Of course, it's not entirely accurate. There was nothing dull about those Ottawa teams, while everything about Martin's Florida teams was dull.
To a great extent, coaches are like Formula One drivers, who are only as good as their cars. Who knew that Jenson Button was the next Michael Schumacher? Not Jacques Villeneuve, we know that much.
Mike Babcock? Great coach. Should head up Canada's Olympic team next February.
But how would Babcock fare if he was stuck with the New York Islanders?
Jacques Martin didn't get stupid the day he was hired by the Florida Panthers. He just went from a Mercedes to a Pontiac. Not a terrible team, just not good enough to make the playoffs - even with Roberto Luongo.

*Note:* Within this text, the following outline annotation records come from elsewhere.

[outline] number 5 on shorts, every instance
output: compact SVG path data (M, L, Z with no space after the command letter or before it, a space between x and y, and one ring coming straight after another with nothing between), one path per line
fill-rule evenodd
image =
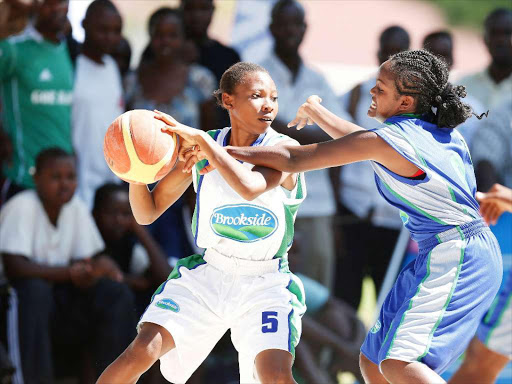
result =
M274 333L277 332L277 312L261 313L261 332Z

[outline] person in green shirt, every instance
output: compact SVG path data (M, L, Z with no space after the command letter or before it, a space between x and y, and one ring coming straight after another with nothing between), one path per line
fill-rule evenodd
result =
M13 148L2 174L8 196L33 188L36 155L58 147L71 153L73 68L63 38L68 0L43 0L32 25L0 40L3 126Z

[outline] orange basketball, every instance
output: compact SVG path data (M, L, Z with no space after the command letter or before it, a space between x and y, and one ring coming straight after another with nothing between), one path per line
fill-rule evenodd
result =
M154 113L135 109L123 113L108 127L103 154L109 168L129 183L151 184L167 175L178 159L176 134Z

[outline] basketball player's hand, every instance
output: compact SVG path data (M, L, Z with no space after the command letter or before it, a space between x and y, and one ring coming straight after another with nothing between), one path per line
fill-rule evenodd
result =
M480 202L480 214L487 224L495 225L504 212L512 212L512 189L494 184L489 192L476 193Z
M183 172L190 173L196 163L206 159L206 154L201 151L201 147L199 145L194 145L191 148L183 150L180 149L178 158L180 161L185 162Z
M314 122L313 122L313 119L311 119L311 117L308 116L307 112L306 112L306 108L310 105L310 104L314 104L314 103L321 103L322 102L322 99L320 98L320 96L317 96L317 95L312 95L312 96L309 96L306 100L306 102L304 104L302 104L299 109L297 110L297 115L295 116L295 119L293 119L292 121L290 121L288 123L288 128L291 128L293 126L297 126L297 130L299 129L302 129L307 125L313 125Z

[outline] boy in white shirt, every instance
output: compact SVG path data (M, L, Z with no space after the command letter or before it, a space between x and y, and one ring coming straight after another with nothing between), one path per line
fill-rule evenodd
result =
M121 40L122 20L110 0L95 0L87 8L83 27L85 40L76 61L71 119L78 157L78 196L91 209L98 187L119 182L102 152L108 126L124 112L121 75L109 56Z
M94 220L73 198L74 158L44 150L34 181L36 190L18 193L0 212L0 254L18 296L26 383L54 381L52 346L65 348L66 365L87 361L76 351L89 349L101 371L135 330L133 296L119 268L99 255L104 244Z

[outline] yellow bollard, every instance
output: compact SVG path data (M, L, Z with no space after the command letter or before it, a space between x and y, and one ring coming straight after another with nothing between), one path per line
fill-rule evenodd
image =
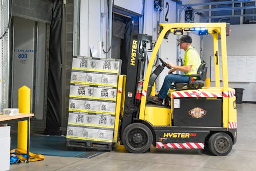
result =
M23 86L18 89L18 110L19 113L30 113L30 89ZM29 121L30 122L30 120ZM28 151L28 121L19 121L18 122L17 148L23 148Z
M210 78L206 78L205 79L205 87L210 87Z

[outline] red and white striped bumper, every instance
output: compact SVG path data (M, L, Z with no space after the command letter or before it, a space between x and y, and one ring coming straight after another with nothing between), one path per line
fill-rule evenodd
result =
M158 148L175 148L175 149L204 149L204 143L203 142L185 142L168 143L164 144L161 142L157 142Z

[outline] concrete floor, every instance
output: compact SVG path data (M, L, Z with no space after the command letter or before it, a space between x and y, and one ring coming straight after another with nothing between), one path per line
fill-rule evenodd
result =
M157 149L136 154L121 145L91 159L45 156L10 166L10 170L256 170L256 104L237 104L237 142L227 156L201 150Z

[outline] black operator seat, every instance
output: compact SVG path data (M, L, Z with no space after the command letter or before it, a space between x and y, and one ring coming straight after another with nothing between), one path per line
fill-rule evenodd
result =
M174 84L174 89L179 90L193 90L202 88L204 85L204 81L206 79L207 68L206 67L206 63L202 63L197 74L190 75L189 76L188 82L176 82ZM195 78L196 77L196 78Z

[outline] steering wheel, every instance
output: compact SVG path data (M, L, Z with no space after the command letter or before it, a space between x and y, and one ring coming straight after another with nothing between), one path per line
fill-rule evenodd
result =
M159 58L159 59L160 61L162 62L162 66L163 66L163 67L166 67L167 68L168 68L169 70L170 70L172 69L172 67L169 67L168 66L168 65L167 64L167 63L165 62L164 61L163 61L163 59L162 59L160 58Z

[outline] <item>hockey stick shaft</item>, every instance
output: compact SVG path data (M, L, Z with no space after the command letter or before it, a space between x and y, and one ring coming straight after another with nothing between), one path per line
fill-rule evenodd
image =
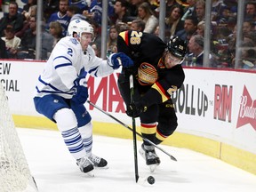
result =
M131 103L133 103L133 76L130 76L130 94L131 94ZM138 182L139 180L139 171L138 171L138 156L137 156L137 139L136 139L136 123L135 118L132 116L132 139L133 139L133 152L134 152L134 168L135 168L135 181Z
M119 119L116 118L115 116L113 116L111 114L108 113L107 111L103 110L102 108L100 108L100 107L98 107L97 105L95 105L94 103L91 102L90 100L87 100L87 102L96 108L98 110L101 111L102 113L104 113L105 115L108 116L110 118L114 119L116 122L117 122L118 124L120 124L121 125L123 125L124 127L127 128L128 130L132 132L132 129L128 126L126 124L123 123L122 121L120 121ZM158 147L157 145L156 145L154 142L152 142L151 140L148 140L147 138L144 138L141 134L140 134L139 132L136 132L136 135L138 135L139 137L140 137L141 139L143 139L144 140L146 140L147 142L150 143L151 145L155 146L155 148L158 148L159 150L161 150L163 153L166 154L168 156L171 157L171 159L172 161L177 161L177 159L170 155L168 152L166 152L165 150L164 150L162 148Z

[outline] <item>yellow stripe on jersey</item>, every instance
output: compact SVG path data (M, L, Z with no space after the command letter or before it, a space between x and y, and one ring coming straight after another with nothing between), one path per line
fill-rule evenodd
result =
M163 87L156 82L156 84L154 84L151 88L156 89L162 96L162 101L165 102L167 100L170 99L170 97L168 97L165 92L164 90L163 90Z
M156 124L140 124L140 132L143 134L155 134L156 132Z

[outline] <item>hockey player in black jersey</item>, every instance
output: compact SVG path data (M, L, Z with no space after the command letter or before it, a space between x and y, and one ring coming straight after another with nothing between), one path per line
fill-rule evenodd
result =
M123 68L118 76L126 113L129 116L139 116L142 136L158 145L172 135L178 125L171 96L185 79L180 63L186 54L187 43L173 36L166 44L156 35L129 30L119 34L117 50L134 61L133 67ZM131 74L134 79L132 103ZM154 172L160 164L155 147L143 140L140 153Z

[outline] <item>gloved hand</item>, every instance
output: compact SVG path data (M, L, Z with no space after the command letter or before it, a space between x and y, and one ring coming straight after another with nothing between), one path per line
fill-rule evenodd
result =
M133 66L133 60L124 52L113 53L108 59L108 64L114 69L117 69L120 65L124 68Z
M141 101L135 101L131 103L126 110L127 116L131 117L138 117L140 114L147 110L147 106L144 105Z
M84 104L88 99L88 88L85 78L76 78L74 81L74 94L71 99L76 104Z

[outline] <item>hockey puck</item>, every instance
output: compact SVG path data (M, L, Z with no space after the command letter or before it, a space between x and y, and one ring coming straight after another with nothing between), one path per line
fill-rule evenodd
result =
M148 176L147 180L150 185L153 185L155 183L155 178L152 176Z

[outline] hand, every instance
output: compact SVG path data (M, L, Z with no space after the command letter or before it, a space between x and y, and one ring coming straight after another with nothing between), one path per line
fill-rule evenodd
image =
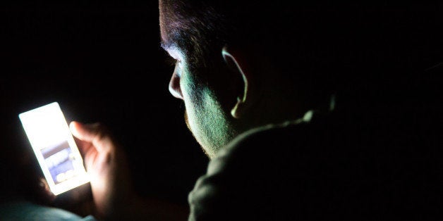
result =
M69 127L90 176L95 215L104 219L125 216L135 196L123 150L99 123L71 122Z

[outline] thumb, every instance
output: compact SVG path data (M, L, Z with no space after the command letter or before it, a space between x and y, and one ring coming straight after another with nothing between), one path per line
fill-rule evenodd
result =
M100 123L83 124L72 121L69 129L74 137L83 142L91 143L99 152L109 149L113 144L107 130Z

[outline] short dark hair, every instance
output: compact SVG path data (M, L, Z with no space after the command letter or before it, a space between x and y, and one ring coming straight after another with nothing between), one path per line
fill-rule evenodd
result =
M429 34L435 32L430 31L438 21L432 6L321 0L162 1L163 13L174 21L169 37L185 51L191 65L207 65L225 44L255 45L271 55L286 79L306 89L329 93L337 87L352 90L349 87L361 88L358 84L377 84L393 71L423 70L437 58L429 53L441 51L428 50L435 46Z

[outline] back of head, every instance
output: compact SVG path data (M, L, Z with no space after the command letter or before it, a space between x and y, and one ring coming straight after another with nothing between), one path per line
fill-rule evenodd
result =
M293 92L377 96L439 62L437 7L329 1L164 0L176 42L209 65L225 44L255 49ZM377 92L377 93L375 93ZM372 98L377 99L377 98ZM370 100L369 99L368 100Z

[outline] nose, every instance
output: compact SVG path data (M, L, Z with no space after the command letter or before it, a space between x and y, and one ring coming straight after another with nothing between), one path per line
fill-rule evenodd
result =
M183 94L180 87L180 77L174 71L169 81L169 92L172 96L183 100Z

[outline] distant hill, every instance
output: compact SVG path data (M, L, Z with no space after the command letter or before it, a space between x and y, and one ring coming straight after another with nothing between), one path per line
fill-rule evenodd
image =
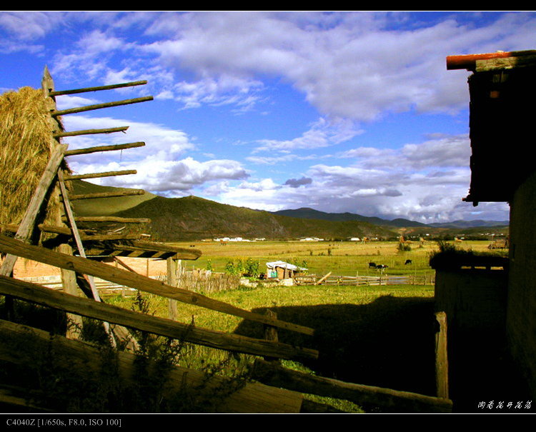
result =
M74 193L91 194L124 190L83 181L72 182ZM219 237L291 239L318 237L344 240L351 237L394 238L399 228L414 233L457 235L460 229L506 226L508 222L455 221L449 223L425 224L407 219L392 221L352 213L326 213L302 208L269 212L222 204L196 196L164 198L146 192L144 195L73 201L77 216L118 216L148 218L147 227L155 239L191 241ZM415 231L417 230L417 231ZM445 231L447 230L447 231ZM410 233L410 231L407 231Z
M309 207L302 207L294 210L280 210L274 211L274 214L292 216L294 218L303 218L307 219L322 219L324 221L359 221L368 222L374 225L382 226L395 226L405 228L408 226L426 226L425 223L410 221L408 219L397 218L392 221L382 219L374 216L364 216L354 213L325 213L319 211Z
M71 182L73 193L79 195L83 194L100 194L102 192L113 192L114 191L128 191L125 188L114 188L104 186L98 184L74 180ZM76 216L111 216L114 213L131 209L148 199L157 196L149 192L144 195L133 195L131 196L119 196L115 198L98 198L96 199L82 199L72 201L73 209Z
M454 221L443 223L430 223L430 226L435 228L483 228L495 226L508 226L508 221L482 221L475 219L474 221Z
M188 196L156 196L117 212L121 217L149 218L151 233L165 241L199 240L221 237L289 239L319 237L392 237L389 229L359 221L301 219L269 211L236 207Z

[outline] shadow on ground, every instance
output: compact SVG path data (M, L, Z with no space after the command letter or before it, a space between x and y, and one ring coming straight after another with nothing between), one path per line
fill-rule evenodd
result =
M307 336L278 330L279 341L319 351L302 362L319 376L433 396L433 299L386 296L366 305L273 307L277 318L315 329ZM266 309L254 311L264 313ZM235 333L262 338L262 325L243 321Z

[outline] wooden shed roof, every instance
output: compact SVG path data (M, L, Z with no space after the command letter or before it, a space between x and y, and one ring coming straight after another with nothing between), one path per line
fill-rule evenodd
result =
M536 169L531 146L536 50L452 56L448 69L469 77L471 184L464 199L507 202Z

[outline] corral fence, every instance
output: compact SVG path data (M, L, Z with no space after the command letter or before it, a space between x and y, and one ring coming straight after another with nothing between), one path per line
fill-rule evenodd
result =
M434 285L435 276L430 275L390 276L332 276L323 278L314 274L297 276L297 285L316 285L319 281L322 285L347 285L361 286L363 285Z
M164 283L167 282L167 276L165 274L148 277ZM25 282L39 283L43 286L53 289L61 290L63 288L61 276L59 275L19 278ZM136 296L138 292L137 289L129 288L128 286L109 282L99 278L94 278L94 281L96 288L99 290L99 295L101 296L120 295L123 297L128 297ZM188 289L197 293L214 293L234 289L237 288L239 284L239 277L237 276L224 273L215 273L198 268L194 268L193 271L186 271L184 268L179 268L177 274L177 286L178 288Z

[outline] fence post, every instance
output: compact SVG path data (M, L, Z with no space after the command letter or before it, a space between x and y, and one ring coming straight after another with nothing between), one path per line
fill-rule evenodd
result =
M447 314L437 312L439 329L435 333L435 380L438 398L449 398L449 362L447 351Z
M167 258L167 284L172 286L177 286L178 281L177 272L180 267L181 260ZM168 300L168 314L169 319L177 321L177 300L169 298Z
M264 313L267 316L272 318L273 319L277 319L277 314L274 312L273 311L270 311L269 309L267 309L266 313ZM269 326L265 324L264 325L264 338L267 341L271 341L272 342L278 342L279 341L279 336L277 336L277 327L274 327L273 326ZM279 358L276 358L274 357L264 357L264 360L267 361L270 361L274 363L280 363L281 360Z

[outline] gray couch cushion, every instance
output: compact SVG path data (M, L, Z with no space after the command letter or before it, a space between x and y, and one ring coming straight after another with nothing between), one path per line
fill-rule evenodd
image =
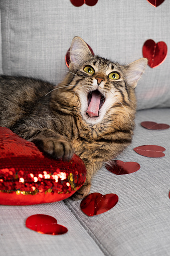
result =
M119 201L109 211L89 217L79 202L67 205L87 226L95 240L114 256L169 256L170 252L170 129L153 131L140 126L143 121L170 124L169 109L138 111L132 144L117 159L140 164L136 173L117 176L102 168L93 179L91 193L116 194ZM150 158L133 149L145 144L165 148L165 156ZM90 232L90 231L89 231Z
M151 131L143 121L167 123L169 109L138 111L132 144L118 159L138 162L133 174L116 176L103 167L93 180L91 192L119 196L116 205L93 217L80 209L80 201L29 206L1 206L1 254L3 256L169 256L170 251L170 129ZM158 120L158 117L159 119ZM169 124L169 120L167 122ZM151 144L165 148L165 156L141 156L134 147ZM65 225L60 236L42 235L25 226L36 214L48 214Z
M170 48L167 1L156 8L146 0L99 0L81 7L70 0L2 0L1 5L5 74L58 83L68 70L65 56L75 36L95 53L126 63L142 57L147 39ZM170 106L169 56L158 67L147 66L136 88L138 109Z

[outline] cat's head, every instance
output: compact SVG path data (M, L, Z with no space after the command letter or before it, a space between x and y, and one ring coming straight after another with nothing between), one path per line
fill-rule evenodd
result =
M135 109L134 89L145 70L147 59L120 65L93 56L79 37L73 40L70 56L69 69L75 74L71 84L75 86L74 93L80 101L81 114L86 123L100 122L114 112L116 106Z

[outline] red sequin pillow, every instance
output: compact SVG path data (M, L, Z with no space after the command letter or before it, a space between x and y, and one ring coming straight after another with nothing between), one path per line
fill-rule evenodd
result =
M86 170L74 154L55 160L32 142L0 127L0 204L51 203L72 196L84 184Z

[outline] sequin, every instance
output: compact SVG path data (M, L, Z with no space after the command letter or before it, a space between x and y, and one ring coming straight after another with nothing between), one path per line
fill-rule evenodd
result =
M16 138L15 141L10 139L11 136ZM86 169L78 156L74 155L68 162L48 158L33 143L5 127L0 127L0 203L2 194L11 194L13 197L13 192L19 199L14 199L13 204L16 200L19 205L21 196L39 193L58 194L59 198L60 194L67 194L67 198L84 182Z

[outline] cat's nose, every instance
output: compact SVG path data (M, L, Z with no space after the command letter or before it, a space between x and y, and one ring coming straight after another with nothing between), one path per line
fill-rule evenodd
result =
M97 81L97 84L98 86L101 83L101 82L104 81L104 79L101 77L95 77L95 78Z

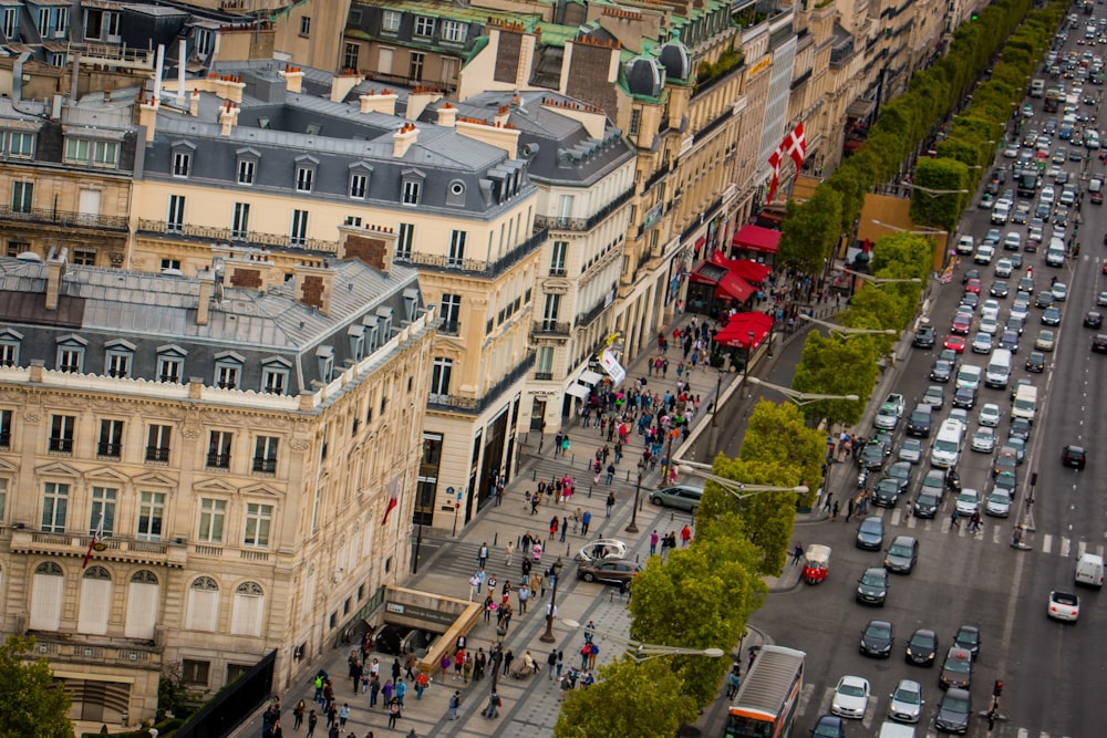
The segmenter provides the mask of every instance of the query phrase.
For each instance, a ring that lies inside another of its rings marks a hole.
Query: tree
[[[555,738],[672,738],[699,708],[682,694],[670,658],[635,664],[621,658],[601,666],[589,689],[569,693],[554,725]],[[728,666],[728,664],[727,664]]]
[[[0,736],[73,738],[70,698],[45,658],[25,661],[33,637],[8,636],[0,646]]]

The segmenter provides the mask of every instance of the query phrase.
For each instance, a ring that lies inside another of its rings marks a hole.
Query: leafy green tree
[[[670,658],[635,664],[621,658],[599,669],[589,689],[569,693],[554,725],[555,738],[672,738],[695,720],[699,707],[683,694]]]
[[[0,646],[0,736],[73,738],[70,698],[45,658],[25,661],[34,638],[10,635]]]

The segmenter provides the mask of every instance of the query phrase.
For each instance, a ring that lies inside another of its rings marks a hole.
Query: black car
[[[888,658],[892,655],[896,630],[886,620],[871,620],[861,631],[861,653],[866,656]]]
[[[861,604],[884,606],[888,599],[888,571],[883,567],[869,567],[857,580],[856,599]]]
[[[857,527],[857,548],[879,551],[884,545],[884,521],[880,516],[862,518]]]
[[[1083,446],[1065,446],[1065,450],[1062,451],[1061,462],[1067,467],[1083,469],[1086,461],[1087,454],[1084,453]]]
[[[938,705],[934,727],[942,732],[969,732],[969,717],[972,715],[972,697],[968,689],[953,688],[942,696]]]
[[[911,640],[907,642],[907,651],[903,657],[908,664],[919,666],[933,666],[938,655],[938,634],[924,627],[911,634]]]

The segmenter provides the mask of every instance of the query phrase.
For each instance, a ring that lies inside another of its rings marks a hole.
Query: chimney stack
[[[62,279],[65,277],[65,257],[69,249],[64,246],[50,247],[46,256],[46,310],[58,310],[61,299]]]
[[[211,293],[215,291],[215,272],[205,267],[196,278],[200,282],[200,294],[196,302],[196,324],[207,325],[211,315]]]
[[[414,123],[405,123],[400,126],[400,131],[392,134],[392,156],[403,158],[407,149],[418,141],[418,128]]]

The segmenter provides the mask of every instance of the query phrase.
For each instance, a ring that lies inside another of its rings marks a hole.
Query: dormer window
[[[158,346],[157,381],[180,384],[185,376],[185,356],[187,354],[187,351],[176,344]]]
[[[87,345],[87,341],[72,333],[58,339],[58,357],[54,368],[69,374],[83,373],[84,349]]]
[[[319,160],[310,156],[296,159],[296,191],[310,193],[315,184],[315,168]]]
[[[131,366],[134,364],[135,344],[122,339],[111,341],[105,346],[107,354],[104,357],[104,374],[115,378],[131,376]]]
[[[22,343],[22,333],[10,328],[0,331],[0,366],[19,366],[19,347]]]
[[[215,385],[220,389],[238,389],[242,382],[246,358],[234,351],[215,355]]]

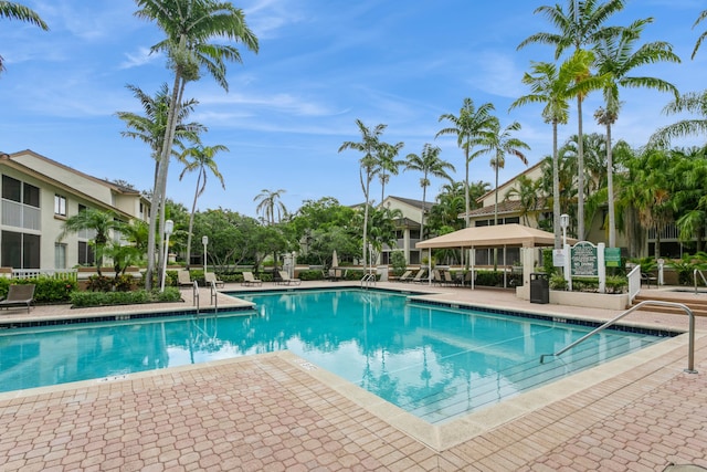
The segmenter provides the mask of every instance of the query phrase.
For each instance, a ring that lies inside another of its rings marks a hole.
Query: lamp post
[[[209,237],[202,235],[201,243],[203,244],[203,274],[207,275],[207,245],[209,245]]]
[[[165,258],[162,259],[162,282],[159,286],[160,292],[165,292],[165,279],[167,277],[167,255],[169,255],[169,235],[173,230],[175,222],[172,220],[165,221]]]
[[[562,247],[567,245],[567,227],[570,225],[570,216],[560,214],[560,227],[562,228]]]

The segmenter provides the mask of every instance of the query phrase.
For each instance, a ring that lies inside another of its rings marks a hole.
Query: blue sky
[[[558,0],[559,1],[559,0]],[[154,94],[171,84],[165,57],[149,55],[161,40],[151,23],[134,17],[129,0],[21,0],[51,28],[40,29],[0,20],[0,55],[7,71],[0,75],[0,150],[32,149],[81,171],[124,179],[149,189],[152,161],[149,149],[120,136],[125,130],[115,113],[141,113],[125,87]],[[420,154],[425,143],[442,148],[441,157],[464,178],[462,151],[453,137],[435,139],[444,126],[442,114],[458,114],[465,97],[476,105],[490,102],[505,126],[523,125],[517,136],[528,143],[529,164],[551,154],[552,135],[540,118],[540,105],[508,113],[517,97],[529,93],[520,82],[530,61],[551,61],[553,49],[529,45],[516,51],[528,35],[552,31],[532,11],[549,0],[244,0],[246,21],[260,40],[260,53],[242,51],[243,64],[229,64],[230,92],[204,76],[189,84],[186,97],[200,104],[191,119],[205,125],[205,145],[230,151],[217,156],[225,190],[210,178],[200,209],[223,207],[256,216],[254,197],[263,189],[284,189],[288,210],[303,200],[335,197],[342,204],[363,200],[359,158],[338,153],[341,143],[358,141],[357,118],[367,126],[387,124],[382,138],[405,143],[401,151]],[[563,0],[562,0],[563,3]],[[707,28],[692,29],[701,0],[629,0],[611,24],[654,17],[644,41],[667,41],[682,64],[645,67],[642,75],[673,82],[682,93],[701,91],[707,45],[689,55]],[[659,126],[674,122],[662,109],[671,96],[655,91],[622,91],[623,109],[613,129],[615,138],[639,147]],[[584,132],[602,132],[592,114],[600,95],[584,107]],[[560,129],[560,143],[577,133],[574,118]],[[683,144],[698,144],[693,139]],[[489,157],[471,165],[471,179],[492,182]],[[506,159],[500,180],[525,166]],[[181,165],[172,162],[168,195],[191,207],[196,175],[178,180]],[[392,177],[387,195],[422,198],[420,175]],[[428,190],[434,198],[442,182]],[[372,198],[380,199],[374,181]]]

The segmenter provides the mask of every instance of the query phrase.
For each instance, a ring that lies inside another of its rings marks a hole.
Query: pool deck
[[[345,285],[303,282],[299,287]],[[530,304],[507,291],[378,286],[570,317],[610,319],[620,313]],[[247,290],[278,287],[265,283]],[[225,290],[246,289],[226,284]],[[191,292],[182,293],[188,302],[82,310],[38,306],[30,314],[12,310],[0,317],[7,324],[191,310]],[[209,305],[209,292],[202,291],[200,300]],[[223,294],[218,301],[220,308],[240,304]],[[680,331],[688,325],[685,315],[641,311],[626,321]],[[0,470],[662,471],[669,463],[707,468],[707,317],[697,317],[696,328],[697,374],[685,371],[687,336],[680,335],[444,427],[421,424],[291,353],[0,394]]]

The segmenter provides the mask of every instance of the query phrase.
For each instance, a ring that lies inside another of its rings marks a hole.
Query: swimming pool
[[[0,391],[288,349],[433,424],[661,337],[410,303],[378,291],[241,293],[255,312],[0,332]],[[245,314],[243,314],[245,313]]]

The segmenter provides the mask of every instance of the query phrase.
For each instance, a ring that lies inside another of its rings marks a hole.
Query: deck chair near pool
[[[263,281],[255,279],[253,272],[243,272],[243,283],[241,285],[263,285]]]
[[[179,287],[194,285],[189,275],[189,271],[177,271],[177,284]]]
[[[277,271],[279,274],[279,283],[283,285],[299,285],[302,281],[299,279],[293,279],[287,272]]]
[[[14,284],[8,289],[8,296],[0,300],[0,308],[14,308],[18,306],[27,306],[27,313],[30,313],[30,306],[34,304],[34,284]]]
[[[424,274],[426,272],[428,271],[425,271],[424,269],[420,269],[415,276],[412,279],[412,282],[424,282]]]
[[[405,271],[404,274],[398,277],[398,282],[410,282],[412,280],[412,271]]]
[[[218,287],[223,289],[223,281],[218,280],[217,274],[214,274],[213,272],[205,272],[203,274],[203,280],[204,282],[207,282],[207,285],[211,285],[211,282],[213,282]]]

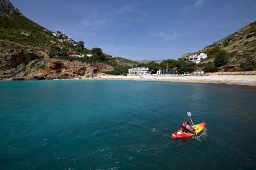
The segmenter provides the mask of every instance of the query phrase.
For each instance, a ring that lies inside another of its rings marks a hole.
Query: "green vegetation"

Gainey's highly conservative choice of Martin reflects Gainey's own personality. It's more the absence of negatives (or what Gainey would consider negatives) than positives that won Martin the job. Martin won't blab. He won't say anything stupid in public. He won't embarrass the organization.
And he won't win a Stanley Cup. Given the current state of the Canadiens, it's almost as though a driver has signed on with an F1 team without knowing whether he'll end up behind the wheel of a Brawn or piloting Force India.
Martin said all sorts of good things about this team when he was hired. No surprise: a new coach isn't going to knock what he has before the first practice. But even Gainey doesn't know what the 2009-10 edition of the Canadiens will look like.
On the management level, hiring Martin solidified two positions: Gainey hired a coach and he also confirmed, by implication, that he will return as GM and executive vice-president. At least one grizzled veteran journalist agreed with me when I suggested that Gainey would probably resign after the debacle of the 2008-09 season, but it appears that we don't understand the man as well as we thought we did.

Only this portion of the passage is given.